One last bit – gotta give credit to this show’s visual style again. On the smaller side, the expressions this week were great – look at Smile when he actually wants to win, or Wenge when he realizes his dream may be fading. And more generally, I am a huge fan of how this show is absolutely embracing its adaptive nature. It doesn’t try to pretend it isn’t a manga, it fills the screen with manga panels. It leads the eye, and creates a rhythm much more smooth than a frenetic series of full jump cuts would generate. Rhythm is one of the keys with this show – it’s not a collection of well-chosen but disparate parts, it is conducting the audience to create a specific visceral reaction, and every piece contributes. It’s a pretty little symphony.

Ping Pong

 

 

8 thoughts on “Ping Pong – Episode 3

  1. Yea I’m also surprised how much I’m enjoying this since I’m not into sports shows usually. I love smile has a character and I also love how the show handle its portrayal of sports and link it through the developments of the characters. And like you said the sync of sound rhythm and visuals was darn great.

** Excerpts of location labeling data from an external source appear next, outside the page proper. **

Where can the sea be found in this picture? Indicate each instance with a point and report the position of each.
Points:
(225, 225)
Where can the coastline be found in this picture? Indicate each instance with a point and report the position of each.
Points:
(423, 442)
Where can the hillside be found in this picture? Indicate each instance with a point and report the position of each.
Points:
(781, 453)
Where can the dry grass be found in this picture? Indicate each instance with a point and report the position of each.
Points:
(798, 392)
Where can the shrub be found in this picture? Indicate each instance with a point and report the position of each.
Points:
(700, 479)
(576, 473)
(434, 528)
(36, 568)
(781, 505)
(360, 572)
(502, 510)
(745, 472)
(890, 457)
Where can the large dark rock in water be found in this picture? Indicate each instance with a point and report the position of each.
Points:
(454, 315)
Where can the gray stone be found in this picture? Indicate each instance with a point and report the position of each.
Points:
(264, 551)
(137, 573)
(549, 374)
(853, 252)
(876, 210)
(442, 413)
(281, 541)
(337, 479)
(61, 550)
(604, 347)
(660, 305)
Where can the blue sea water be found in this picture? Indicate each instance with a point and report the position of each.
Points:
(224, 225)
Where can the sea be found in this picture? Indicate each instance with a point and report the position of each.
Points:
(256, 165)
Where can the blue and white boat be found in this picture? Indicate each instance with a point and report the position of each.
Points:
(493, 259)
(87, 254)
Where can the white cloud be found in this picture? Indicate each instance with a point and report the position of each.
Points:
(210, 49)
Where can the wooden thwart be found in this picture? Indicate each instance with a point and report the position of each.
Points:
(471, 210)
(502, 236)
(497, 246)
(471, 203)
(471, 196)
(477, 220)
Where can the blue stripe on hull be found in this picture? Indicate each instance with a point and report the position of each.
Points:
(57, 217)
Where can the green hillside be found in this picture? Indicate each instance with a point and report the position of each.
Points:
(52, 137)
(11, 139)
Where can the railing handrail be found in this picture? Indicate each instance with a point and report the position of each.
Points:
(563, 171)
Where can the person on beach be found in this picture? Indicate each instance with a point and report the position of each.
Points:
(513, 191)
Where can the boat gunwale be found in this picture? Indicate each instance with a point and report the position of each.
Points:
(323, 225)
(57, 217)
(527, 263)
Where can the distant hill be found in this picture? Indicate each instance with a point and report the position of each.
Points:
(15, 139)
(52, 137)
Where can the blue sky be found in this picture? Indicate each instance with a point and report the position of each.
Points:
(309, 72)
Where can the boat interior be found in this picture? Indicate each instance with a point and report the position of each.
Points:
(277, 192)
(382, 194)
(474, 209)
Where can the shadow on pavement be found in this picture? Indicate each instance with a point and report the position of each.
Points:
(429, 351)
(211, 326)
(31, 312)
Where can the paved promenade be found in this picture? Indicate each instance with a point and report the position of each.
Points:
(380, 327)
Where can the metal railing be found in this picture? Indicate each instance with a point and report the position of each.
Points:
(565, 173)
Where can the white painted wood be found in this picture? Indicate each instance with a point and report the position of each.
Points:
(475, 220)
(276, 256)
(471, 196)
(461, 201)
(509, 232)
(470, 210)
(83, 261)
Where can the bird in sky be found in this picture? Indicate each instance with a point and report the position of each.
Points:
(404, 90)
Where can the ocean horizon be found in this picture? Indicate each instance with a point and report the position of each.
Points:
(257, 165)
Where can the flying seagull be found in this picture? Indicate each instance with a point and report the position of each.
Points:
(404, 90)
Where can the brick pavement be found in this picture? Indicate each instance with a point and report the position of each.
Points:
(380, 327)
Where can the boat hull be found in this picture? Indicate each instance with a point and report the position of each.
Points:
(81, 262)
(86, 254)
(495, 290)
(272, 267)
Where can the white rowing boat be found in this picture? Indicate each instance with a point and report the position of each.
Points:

    Yuasa is just too good in what he does. Also excited for his upcoming episode of adventure time and space dandy.

    • I need to catch up on Space Dandy. I was never the biggest fan of it, but its best moments are quite impressive, and I’m sure the Yuasa episode will be great.

  2. Wasn’t it just beautiful? I was writhing in joy for the whole duration of the episode. I was so surprised that it could just keep getting better like this—which, after the poetic “listening in the wind” scene of the first installment, seemed impossible to me, but even the most minor of characters has the possiblity of getting powerful scenes and a solid background, it seems: like the “maybe I should go to the sea”-guy with his internal monologue and his waves under the table and his episode-ending “Well, I’m at the sea” line, which was both hilarious and sad, and the.. ..

    I’m not familiar with the source material so I don’t know if we can expect Yuasa to keep this up, but I really want to believe. Also, I know it’s not actually surprising and I shouldn’t let it get under my skin, but it still stupefies me that uninspired shits like Mahouka and NoGameNoLife gets MAL ratings well above 8 and this gets 7-something. Shine.

    • It was so good! It was remarkable how much impact each of this episode’s little character moments had. This show is the complete package.

      And yeah, can’t help the MAL ratings. MAL’s basically the broadest possible anime demographic, and its ratings reflect that.

  3. Am I wrong for finding it enormously distracting how little animation there was in this episode? I haven’t seen anyone else commenting on it, so maybe it really IS just me, but there was something quite off-putting about portraying a sport, no matter how inner-focused the material, with so little actual motion, in what seemed like just manga panels being thrown up on the screen.

    • It was definitely light on animation. It didn’t really bother me, because I felt the show’s technical merits in direction and sound design still elevated it far above many shows with more animation, but it was definitely a thing.